I'm currently reading
the autobiography of one of my cousins, who earned a Congressional Medal of Honor at the age of 17 when he threw himself onto a grenade and pulled another grenade beneath him, saving the lives of three nearby soldiers.
I've known his story for years through family lore and a book my great-great aunt wrote about our family, which I read multiple times as a child, but hearing his perspective of how and why he (fraudulently, having lied about his age) enlisted at 14 years of age is so gripping. He was incensed by the attack on Pearl Harbor and driven by grief at having lost his own father several years before to cancer. To think he enlisted when he was only two years older than our son Finn is now astonishes me. He was full of valor, wild passion, and grief--and he was so resourceful.
From the prologue:
"Having already borne the weight of my life's biggest loss, I was not afraid to face whatever awaited me on Red Beach One, Iwo Jima.
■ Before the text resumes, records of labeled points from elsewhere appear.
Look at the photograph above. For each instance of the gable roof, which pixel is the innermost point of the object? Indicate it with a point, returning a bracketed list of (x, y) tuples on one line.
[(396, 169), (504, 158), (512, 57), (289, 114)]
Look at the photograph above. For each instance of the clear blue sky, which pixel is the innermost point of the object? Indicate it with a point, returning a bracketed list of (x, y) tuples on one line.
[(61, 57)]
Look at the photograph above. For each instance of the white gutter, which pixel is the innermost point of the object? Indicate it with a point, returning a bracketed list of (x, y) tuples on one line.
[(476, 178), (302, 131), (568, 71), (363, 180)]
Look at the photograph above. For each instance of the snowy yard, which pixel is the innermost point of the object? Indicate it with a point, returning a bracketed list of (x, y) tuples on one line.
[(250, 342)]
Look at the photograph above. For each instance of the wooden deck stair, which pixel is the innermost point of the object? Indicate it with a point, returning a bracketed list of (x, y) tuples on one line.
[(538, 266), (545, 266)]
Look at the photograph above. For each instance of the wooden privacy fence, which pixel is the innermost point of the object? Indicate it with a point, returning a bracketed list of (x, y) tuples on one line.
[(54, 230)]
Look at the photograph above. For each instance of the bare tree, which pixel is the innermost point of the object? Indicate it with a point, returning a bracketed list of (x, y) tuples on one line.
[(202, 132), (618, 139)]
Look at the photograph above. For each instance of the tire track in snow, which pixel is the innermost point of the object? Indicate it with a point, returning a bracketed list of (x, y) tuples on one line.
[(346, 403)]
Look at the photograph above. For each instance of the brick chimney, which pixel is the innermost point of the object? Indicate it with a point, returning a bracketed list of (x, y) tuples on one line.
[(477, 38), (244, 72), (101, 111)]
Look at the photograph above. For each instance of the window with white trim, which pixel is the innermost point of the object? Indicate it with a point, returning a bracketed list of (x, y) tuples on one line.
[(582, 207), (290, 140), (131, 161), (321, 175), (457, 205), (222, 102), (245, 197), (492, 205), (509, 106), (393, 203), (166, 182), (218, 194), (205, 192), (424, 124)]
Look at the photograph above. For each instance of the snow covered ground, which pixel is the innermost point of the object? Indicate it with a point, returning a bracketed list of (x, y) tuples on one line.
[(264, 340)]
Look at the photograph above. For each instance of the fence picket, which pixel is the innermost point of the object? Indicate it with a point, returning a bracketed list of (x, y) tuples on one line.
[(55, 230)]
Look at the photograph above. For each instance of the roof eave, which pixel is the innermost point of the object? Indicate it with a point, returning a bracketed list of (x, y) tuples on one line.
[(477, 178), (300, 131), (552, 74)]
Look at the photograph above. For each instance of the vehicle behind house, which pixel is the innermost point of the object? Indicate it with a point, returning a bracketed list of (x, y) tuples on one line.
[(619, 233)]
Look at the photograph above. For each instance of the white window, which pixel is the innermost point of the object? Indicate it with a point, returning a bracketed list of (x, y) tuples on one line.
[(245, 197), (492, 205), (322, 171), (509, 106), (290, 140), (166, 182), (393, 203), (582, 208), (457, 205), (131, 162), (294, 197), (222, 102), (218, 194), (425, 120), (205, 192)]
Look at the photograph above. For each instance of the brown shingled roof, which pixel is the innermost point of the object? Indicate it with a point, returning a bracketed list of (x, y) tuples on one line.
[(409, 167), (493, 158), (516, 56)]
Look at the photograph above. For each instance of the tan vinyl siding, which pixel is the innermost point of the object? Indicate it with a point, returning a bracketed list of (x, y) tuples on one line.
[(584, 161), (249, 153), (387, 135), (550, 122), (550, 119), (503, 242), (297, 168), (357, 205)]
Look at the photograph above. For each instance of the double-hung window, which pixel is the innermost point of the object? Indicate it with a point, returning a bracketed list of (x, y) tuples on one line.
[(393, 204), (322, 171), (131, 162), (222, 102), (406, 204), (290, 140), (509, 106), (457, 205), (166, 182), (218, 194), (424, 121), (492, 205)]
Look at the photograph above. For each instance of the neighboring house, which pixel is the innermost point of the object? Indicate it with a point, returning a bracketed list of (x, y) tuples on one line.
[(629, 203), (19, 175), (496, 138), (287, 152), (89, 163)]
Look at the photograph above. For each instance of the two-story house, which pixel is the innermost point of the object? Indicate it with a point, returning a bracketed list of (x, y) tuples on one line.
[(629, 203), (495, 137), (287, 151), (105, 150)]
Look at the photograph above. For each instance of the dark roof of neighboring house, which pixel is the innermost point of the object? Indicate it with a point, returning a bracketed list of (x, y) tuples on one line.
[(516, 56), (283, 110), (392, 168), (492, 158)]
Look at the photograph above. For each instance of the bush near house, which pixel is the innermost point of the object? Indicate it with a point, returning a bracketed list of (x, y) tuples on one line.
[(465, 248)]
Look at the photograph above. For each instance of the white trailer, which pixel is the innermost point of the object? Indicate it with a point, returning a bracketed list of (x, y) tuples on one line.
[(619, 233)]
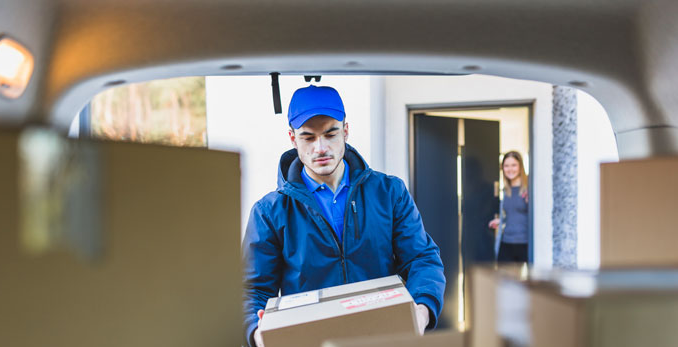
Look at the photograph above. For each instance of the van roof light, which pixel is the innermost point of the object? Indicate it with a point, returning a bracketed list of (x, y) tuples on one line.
[(16, 67)]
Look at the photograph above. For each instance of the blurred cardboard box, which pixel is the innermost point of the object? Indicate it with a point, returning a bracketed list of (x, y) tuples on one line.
[(638, 205), (139, 248), (588, 309), (434, 339), (374, 307), (484, 283)]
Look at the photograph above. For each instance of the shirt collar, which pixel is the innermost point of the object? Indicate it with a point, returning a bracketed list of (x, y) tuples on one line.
[(313, 186)]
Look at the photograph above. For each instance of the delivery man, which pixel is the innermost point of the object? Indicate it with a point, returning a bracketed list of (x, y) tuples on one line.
[(334, 221)]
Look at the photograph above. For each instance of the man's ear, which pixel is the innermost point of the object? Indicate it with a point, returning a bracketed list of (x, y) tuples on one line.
[(292, 137)]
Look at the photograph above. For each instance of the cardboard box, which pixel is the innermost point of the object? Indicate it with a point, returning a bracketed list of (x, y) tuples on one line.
[(434, 339), (374, 307), (163, 272), (638, 205), (585, 309), (484, 283)]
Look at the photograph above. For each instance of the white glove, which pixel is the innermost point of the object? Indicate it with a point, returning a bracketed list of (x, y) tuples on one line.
[(258, 341), (422, 318)]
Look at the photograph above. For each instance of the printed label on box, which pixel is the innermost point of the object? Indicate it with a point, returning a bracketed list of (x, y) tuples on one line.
[(300, 299), (371, 299)]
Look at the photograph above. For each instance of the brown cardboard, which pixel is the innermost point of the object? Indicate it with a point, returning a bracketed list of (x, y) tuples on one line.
[(434, 339), (374, 307), (483, 310), (638, 206), (170, 267), (634, 309)]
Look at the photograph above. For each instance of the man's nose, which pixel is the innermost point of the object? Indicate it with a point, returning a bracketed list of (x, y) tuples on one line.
[(321, 145)]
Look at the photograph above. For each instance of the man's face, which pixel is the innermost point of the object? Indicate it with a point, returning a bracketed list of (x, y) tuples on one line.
[(320, 143)]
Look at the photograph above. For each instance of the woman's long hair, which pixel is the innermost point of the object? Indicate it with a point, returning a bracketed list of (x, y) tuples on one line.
[(523, 176)]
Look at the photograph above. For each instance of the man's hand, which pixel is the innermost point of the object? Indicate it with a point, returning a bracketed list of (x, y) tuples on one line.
[(258, 341), (494, 224), (422, 317)]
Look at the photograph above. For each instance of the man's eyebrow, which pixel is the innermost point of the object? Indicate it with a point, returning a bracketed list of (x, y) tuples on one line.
[(306, 133)]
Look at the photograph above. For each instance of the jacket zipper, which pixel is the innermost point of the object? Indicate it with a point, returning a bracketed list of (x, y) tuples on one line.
[(348, 198), (355, 220)]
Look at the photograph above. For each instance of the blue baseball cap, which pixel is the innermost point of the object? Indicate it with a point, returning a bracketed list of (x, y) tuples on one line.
[(314, 101)]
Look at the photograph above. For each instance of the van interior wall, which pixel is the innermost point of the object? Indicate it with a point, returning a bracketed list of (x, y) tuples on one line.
[(240, 117), (596, 144)]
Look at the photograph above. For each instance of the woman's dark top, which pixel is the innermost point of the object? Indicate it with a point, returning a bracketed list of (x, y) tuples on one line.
[(515, 227)]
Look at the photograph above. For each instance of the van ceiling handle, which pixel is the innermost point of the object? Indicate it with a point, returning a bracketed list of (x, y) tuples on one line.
[(277, 107)]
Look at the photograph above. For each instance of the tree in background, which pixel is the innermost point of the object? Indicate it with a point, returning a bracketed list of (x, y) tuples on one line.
[(170, 112)]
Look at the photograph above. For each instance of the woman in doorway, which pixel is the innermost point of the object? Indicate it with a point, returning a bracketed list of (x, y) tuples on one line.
[(512, 234)]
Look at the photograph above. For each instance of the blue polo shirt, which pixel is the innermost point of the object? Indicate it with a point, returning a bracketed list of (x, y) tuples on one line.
[(333, 204)]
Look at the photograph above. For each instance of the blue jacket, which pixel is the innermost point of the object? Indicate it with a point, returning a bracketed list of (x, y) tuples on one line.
[(290, 246)]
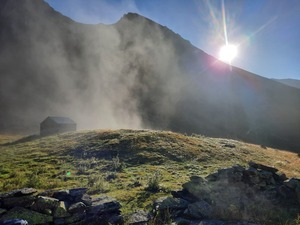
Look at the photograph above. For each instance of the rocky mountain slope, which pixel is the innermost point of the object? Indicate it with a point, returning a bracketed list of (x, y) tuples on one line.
[(132, 74), (290, 82)]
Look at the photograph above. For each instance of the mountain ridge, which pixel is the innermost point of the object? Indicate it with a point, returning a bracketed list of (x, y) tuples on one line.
[(134, 74)]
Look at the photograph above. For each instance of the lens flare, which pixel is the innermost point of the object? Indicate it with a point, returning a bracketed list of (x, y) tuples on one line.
[(228, 53)]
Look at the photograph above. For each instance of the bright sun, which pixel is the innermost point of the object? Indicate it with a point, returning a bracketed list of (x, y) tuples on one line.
[(228, 53)]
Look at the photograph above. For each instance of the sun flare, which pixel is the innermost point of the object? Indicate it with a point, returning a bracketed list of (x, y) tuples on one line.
[(228, 53)]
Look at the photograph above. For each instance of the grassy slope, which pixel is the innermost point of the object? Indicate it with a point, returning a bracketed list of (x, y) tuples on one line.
[(44, 163)]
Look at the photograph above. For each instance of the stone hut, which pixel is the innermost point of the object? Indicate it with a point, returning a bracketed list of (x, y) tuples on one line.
[(54, 125)]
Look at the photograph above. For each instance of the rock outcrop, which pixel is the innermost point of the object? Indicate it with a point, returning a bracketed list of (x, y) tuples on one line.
[(253, 194), (72, 206)]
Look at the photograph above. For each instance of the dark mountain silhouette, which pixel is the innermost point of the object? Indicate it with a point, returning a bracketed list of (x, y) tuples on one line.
[(134, 74), (290, 82)]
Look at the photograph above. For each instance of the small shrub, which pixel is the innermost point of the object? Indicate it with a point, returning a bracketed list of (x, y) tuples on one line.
[(162, 217), (153, 182), (97, 184), (34, 180), (117, 165)]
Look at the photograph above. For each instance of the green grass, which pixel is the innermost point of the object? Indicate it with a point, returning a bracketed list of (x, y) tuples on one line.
[(93, 158)]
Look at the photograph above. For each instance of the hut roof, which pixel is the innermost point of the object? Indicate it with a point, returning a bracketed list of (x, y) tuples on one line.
[(60, 120)]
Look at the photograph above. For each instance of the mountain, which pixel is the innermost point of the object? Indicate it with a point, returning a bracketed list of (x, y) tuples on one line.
[(290, 82), (132, 74)]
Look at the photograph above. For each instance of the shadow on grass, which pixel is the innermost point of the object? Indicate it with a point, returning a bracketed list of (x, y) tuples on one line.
[(22, 140)]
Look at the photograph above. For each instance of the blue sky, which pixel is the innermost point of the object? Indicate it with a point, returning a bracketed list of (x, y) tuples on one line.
[(266, 31)]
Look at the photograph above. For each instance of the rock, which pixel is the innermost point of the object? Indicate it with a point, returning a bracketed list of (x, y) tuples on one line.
[(280, 177), (2, 211), (262, 167), (200, 210), (77, 192), (18, 192), (170, 203), (212, 222), (104, 204), (43, 203), (75, 218), (138, 218), (297, 190), (14, 222), (59, 221), (292, 183), (198, 187), (114, 219), (184, 194), (182, 221), (86, 199), (30, 216), (229, 145), (63, 195), (61, 211), (197, 179), (233, 174), (22, 201), (78, 207)]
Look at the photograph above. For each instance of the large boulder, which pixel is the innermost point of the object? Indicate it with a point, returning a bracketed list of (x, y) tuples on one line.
[(33, 217)]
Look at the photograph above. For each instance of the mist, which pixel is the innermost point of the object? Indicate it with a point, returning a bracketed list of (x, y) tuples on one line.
[(133, 74), (90, 73)]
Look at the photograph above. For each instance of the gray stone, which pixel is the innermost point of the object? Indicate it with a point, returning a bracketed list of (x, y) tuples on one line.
[(77, 192), (2, 211), (262, 167), (59, 221), (170, 203), (292, 183), (104, 204), (86, 199), (18, 192), (211, 222), (14, 222), (78, 207), (200, 210), (30, 216), (62, 195), (297, 190), (139, 217), (44, 203), (61, 211), (199, 188), (74, 218), (21, 201)]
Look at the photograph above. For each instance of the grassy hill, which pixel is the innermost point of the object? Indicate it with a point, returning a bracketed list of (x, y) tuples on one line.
[(122, 163)]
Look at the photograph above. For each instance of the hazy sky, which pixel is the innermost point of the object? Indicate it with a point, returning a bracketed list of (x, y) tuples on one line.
[(266, 31)]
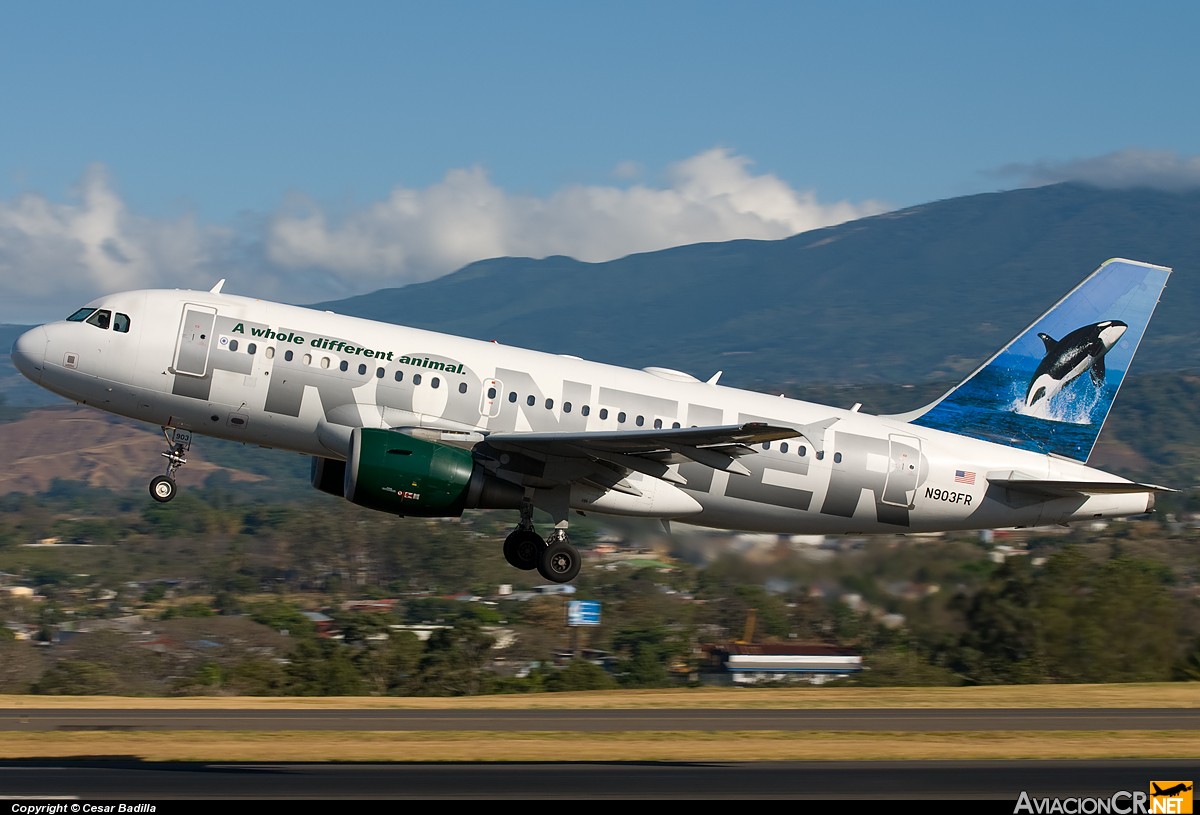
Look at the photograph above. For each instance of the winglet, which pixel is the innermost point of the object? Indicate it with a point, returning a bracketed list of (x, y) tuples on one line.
[(1032, 394)]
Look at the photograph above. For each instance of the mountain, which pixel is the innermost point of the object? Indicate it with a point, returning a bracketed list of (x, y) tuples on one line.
[(921, 294)]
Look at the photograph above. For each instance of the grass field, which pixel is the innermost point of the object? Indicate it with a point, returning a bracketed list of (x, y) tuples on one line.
[(682, 745)]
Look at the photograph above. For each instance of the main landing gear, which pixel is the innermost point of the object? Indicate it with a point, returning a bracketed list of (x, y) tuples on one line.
[(555, 558), (162, 487)]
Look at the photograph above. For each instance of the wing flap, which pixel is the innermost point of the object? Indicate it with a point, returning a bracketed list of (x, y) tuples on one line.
[(649, 451)]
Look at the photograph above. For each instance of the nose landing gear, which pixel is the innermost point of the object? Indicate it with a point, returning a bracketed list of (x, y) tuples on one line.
[(162, 487)]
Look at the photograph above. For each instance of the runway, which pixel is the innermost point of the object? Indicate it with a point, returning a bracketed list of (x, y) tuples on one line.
[(604, 720), (1002, 781), (129, 779)]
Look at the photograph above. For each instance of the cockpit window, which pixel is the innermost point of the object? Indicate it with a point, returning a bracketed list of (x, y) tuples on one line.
[(101, 318)]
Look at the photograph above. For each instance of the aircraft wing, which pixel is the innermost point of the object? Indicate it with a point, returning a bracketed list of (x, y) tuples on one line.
[(649, 451)]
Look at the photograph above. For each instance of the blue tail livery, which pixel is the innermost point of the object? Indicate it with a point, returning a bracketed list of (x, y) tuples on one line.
[(1033, 394)]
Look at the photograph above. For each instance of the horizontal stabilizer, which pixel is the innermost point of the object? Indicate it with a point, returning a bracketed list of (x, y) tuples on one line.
[(1047, 489)]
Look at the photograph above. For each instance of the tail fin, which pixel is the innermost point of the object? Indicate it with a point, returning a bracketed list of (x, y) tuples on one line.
[(1033, 394)]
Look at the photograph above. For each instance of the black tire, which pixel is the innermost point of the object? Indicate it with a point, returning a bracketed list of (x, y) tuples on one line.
[(559, 562), (522, 549), (162, 489)]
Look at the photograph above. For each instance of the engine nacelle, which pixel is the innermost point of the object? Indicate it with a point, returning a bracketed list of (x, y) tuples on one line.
[(396, 473)]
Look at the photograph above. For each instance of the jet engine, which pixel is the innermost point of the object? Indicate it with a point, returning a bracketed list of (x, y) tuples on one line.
[(393, 472)]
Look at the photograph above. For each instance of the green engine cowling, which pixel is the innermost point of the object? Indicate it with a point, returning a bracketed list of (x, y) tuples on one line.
[(396, 473)]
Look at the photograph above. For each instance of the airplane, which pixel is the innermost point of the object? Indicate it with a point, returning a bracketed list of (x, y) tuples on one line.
[(1171, 791), (423, 424)]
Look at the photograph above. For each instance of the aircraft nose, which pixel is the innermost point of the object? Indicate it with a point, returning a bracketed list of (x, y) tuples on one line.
[(29, 353)]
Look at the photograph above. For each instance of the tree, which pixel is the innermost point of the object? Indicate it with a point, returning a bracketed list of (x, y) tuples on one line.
[(455, 661), (580, 675)]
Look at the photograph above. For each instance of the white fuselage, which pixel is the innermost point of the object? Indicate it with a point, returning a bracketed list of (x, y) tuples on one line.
[(301, 379)]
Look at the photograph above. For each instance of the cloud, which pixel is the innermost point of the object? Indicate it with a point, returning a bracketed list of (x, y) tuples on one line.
[(54, 253), (418, 234), (1157, 169), (93, 244)]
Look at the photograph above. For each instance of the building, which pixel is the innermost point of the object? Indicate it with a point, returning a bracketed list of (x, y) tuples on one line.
[(747, 664)]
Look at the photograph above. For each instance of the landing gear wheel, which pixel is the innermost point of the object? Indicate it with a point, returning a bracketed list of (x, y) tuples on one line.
[(522, 549), (162, 489), (559, 562)]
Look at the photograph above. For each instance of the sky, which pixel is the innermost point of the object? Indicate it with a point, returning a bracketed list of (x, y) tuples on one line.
[(307, 151)]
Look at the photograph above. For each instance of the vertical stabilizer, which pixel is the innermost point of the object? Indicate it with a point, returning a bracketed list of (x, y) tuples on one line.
[(1050, 389)]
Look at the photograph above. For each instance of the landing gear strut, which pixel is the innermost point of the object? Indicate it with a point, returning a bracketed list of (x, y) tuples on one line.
[(523, 546), (162, 487), (555, 558)]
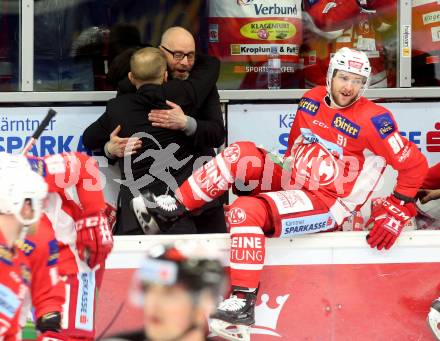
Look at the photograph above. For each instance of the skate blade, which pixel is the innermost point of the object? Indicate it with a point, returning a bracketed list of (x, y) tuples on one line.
[(228, 331), (433, 320)]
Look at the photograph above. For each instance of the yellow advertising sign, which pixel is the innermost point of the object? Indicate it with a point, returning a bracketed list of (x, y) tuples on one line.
[(268, 30)]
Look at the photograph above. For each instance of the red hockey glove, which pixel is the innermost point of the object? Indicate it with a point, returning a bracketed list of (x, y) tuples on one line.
[(94, 239), (389, 220), (52, 336)]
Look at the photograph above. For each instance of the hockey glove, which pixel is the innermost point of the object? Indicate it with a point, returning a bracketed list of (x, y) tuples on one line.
[(94, 240), (52, 336), (389, 220), (49, 322)]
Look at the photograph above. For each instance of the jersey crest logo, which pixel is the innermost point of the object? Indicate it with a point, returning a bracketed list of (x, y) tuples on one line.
[(5, 255), (26, 246), (309, 106), (383, 124), (25, 274), (53, 253), (345, 126)]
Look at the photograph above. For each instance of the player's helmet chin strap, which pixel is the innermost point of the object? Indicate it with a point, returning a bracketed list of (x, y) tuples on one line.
[(352, 61)]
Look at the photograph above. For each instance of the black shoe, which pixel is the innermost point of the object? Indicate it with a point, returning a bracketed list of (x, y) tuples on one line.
[(156, 213), (238, 309)]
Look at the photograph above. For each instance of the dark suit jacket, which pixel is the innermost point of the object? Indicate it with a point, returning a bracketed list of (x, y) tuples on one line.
[(198, 98), (129, 111)]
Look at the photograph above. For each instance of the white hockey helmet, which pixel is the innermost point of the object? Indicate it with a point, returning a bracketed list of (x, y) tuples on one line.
[(349, 60), (19, 183)]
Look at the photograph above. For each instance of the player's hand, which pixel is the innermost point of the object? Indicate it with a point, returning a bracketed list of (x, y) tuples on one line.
[(389, 220), (173, 118), (94, 240), (426, 195), (122, 146)]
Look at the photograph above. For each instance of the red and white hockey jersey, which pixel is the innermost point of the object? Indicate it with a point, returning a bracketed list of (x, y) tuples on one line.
[(426, 28), (41, 251), (75, 192), (14, 279), (340, 154)]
I had no way of knowing that in a matter of a few short hours I would make the most important decision of my life and in the lives of three members of my fire team. The choice would be mine: either I could die alone or all of us would die together."
Can you imagine being 17 years old and realizing you are about to die? And that by pulling grenades under you, you can save someone else's life? And then being able to do that? That is what I call true grit.
Miraculously, Jack survived and went on to a life full of recognition and adventure.